Pas du tout. La gestion doit être nécessairement locale, avec des hommes choisis par nous-mêmes et venus d'Italie ou sélectionnés sur le marché de référence. Évidemment la coordination reste ne Italie et c'est le privilège de la holding. Mais il n'y a aucune architecture 'pyramidale': nous préférons définir notre structure comme une 'plate-forme' de consultation. Nous développons ensemble les plans stratégiques et les stratégies de développement qui sont actualisés de manière autonome par les sociétés périphériques.
C'est vraiment en périphérie que Socotherm a depuis peu inauguré un établissement où sont réalisés des tubes habillés du "deep water", c'est-à-dire des explorations pétrolifères d'une profondeur marine supérieure à 500 mètres. Quelles perspectives présente ce secteur?

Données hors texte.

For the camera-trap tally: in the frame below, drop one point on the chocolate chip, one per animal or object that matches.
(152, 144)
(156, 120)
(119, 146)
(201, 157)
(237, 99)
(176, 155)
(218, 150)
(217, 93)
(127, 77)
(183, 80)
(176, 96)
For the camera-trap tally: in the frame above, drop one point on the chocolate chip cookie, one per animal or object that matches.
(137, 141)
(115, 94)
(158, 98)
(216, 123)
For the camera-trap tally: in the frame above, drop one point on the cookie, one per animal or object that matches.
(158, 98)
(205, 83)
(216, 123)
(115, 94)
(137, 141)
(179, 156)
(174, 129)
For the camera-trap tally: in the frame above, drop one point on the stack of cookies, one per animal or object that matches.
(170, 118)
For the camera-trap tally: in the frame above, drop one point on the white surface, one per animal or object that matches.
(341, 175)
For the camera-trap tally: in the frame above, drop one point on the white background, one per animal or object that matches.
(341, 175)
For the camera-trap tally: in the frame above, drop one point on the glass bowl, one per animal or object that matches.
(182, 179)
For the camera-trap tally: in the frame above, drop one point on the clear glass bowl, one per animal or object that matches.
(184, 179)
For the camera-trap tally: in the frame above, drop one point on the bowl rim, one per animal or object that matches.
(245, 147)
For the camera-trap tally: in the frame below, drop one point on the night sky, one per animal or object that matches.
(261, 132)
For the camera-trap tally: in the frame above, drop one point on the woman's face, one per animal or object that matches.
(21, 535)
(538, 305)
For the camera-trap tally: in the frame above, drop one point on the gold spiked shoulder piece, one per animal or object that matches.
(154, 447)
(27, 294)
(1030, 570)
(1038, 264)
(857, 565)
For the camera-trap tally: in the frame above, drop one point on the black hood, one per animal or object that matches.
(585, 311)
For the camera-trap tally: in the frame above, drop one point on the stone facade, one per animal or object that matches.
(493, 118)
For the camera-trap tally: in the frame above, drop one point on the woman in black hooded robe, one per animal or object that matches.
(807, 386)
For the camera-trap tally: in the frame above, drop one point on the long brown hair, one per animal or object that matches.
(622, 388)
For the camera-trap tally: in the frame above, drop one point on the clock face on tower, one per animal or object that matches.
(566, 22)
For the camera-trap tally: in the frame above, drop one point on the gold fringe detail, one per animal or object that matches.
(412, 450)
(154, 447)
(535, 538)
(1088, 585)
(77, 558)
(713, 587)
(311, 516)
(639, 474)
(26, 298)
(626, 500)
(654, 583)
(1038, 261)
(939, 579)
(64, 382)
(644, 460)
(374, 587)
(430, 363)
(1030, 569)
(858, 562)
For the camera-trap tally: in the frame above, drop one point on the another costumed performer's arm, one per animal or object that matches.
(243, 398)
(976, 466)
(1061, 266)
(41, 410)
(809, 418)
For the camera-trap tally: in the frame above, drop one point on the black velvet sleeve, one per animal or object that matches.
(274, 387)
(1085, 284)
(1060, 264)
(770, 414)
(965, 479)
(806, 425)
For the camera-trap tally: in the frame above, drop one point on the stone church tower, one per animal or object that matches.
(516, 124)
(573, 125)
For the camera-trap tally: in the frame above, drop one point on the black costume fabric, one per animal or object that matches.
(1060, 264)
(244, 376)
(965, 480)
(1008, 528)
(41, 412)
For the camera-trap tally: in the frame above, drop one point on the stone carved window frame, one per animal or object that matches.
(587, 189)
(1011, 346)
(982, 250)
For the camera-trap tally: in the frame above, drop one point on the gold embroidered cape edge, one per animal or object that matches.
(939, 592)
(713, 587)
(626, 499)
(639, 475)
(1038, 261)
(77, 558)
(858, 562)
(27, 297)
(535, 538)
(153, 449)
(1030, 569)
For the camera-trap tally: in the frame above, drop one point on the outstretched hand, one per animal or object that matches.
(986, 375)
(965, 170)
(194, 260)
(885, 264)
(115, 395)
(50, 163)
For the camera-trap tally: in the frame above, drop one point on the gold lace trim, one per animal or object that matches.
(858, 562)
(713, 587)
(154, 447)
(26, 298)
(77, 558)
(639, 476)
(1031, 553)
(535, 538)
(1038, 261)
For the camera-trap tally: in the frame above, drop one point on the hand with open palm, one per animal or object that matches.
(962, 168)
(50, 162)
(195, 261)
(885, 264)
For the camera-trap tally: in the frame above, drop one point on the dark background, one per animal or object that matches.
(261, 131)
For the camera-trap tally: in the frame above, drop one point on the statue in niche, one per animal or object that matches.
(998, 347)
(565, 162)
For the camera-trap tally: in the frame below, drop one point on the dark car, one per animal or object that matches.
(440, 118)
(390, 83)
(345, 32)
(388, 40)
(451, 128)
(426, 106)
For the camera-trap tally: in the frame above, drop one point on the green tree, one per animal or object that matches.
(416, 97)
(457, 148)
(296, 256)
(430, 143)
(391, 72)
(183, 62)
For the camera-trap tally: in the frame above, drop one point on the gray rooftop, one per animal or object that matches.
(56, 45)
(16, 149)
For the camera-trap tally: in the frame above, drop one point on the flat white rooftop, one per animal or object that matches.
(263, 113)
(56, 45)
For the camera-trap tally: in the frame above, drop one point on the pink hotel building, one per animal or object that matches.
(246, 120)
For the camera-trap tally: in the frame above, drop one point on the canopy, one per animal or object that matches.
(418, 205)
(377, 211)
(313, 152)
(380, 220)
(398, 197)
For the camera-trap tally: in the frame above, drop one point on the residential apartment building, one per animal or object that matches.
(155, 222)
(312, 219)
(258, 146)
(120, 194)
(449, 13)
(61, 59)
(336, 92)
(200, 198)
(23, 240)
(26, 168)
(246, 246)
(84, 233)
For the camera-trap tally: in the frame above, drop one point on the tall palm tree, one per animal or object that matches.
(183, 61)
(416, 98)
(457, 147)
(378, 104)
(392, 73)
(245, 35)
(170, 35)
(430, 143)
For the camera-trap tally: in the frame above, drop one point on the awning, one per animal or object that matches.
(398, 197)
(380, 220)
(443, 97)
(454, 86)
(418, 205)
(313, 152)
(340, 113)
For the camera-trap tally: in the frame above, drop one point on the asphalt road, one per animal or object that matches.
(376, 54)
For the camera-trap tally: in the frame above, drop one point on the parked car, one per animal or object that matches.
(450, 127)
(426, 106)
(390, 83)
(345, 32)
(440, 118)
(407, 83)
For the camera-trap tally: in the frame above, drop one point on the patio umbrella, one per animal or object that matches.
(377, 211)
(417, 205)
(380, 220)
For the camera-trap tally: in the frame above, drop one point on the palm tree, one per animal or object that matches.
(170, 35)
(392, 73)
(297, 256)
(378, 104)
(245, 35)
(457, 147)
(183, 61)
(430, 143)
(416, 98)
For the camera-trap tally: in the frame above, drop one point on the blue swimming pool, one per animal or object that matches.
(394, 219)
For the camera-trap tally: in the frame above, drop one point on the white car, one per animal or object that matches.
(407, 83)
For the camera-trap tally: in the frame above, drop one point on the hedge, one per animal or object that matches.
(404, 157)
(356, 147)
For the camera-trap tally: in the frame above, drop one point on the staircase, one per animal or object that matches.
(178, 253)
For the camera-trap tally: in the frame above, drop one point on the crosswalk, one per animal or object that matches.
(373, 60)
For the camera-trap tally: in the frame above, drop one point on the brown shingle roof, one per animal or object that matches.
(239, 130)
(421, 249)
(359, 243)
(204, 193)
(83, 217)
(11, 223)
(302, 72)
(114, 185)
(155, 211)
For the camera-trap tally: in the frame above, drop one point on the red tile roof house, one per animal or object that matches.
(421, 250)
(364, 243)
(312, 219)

Désormais les extractions sont de plus en plus effectuées en mer ouverte: pas uniquement parce que les bassins, moins utilisés, sont au large des côtes mais aussi pour protéger les installations des attaques terroristes de manière plus efficace, que ce que l'on réussit à faire sur la terre ferme. On s'éloigne de plus en plus de la côte et on cherche toujours plus profond, jusqu'à 2 000 ou 3 000 mètres, où le pétrole a une température entre 80 et 100 degrés centigrades: pour le ramener à la surface on a besoin de tubes capables de résister à de hautes pressions mais aussi de tubes multicouches qui maintiennent le pétrole brut chaud et qui l'empêchent de devenir visqueux une fois qu'il a atteint le niveau de la mer, à cause de la différence de température. Dans les cinq dernières années nous avons développé une technologie que nous sommes en mesure de fournir de manière exclusive et qui fait de nous les leaders mondiaux du secteur des explorations en grande profondeur: elle s'appelle "wetisokote®" et s'appuie sur l'utilisation du polypropylène modifié par des billes creuses en verre. Récemment nous avons inauguré une nouvelle installation à Luanda, en Angola, qui est le premier et le seul établissement où on habille les tubes pour le deep water.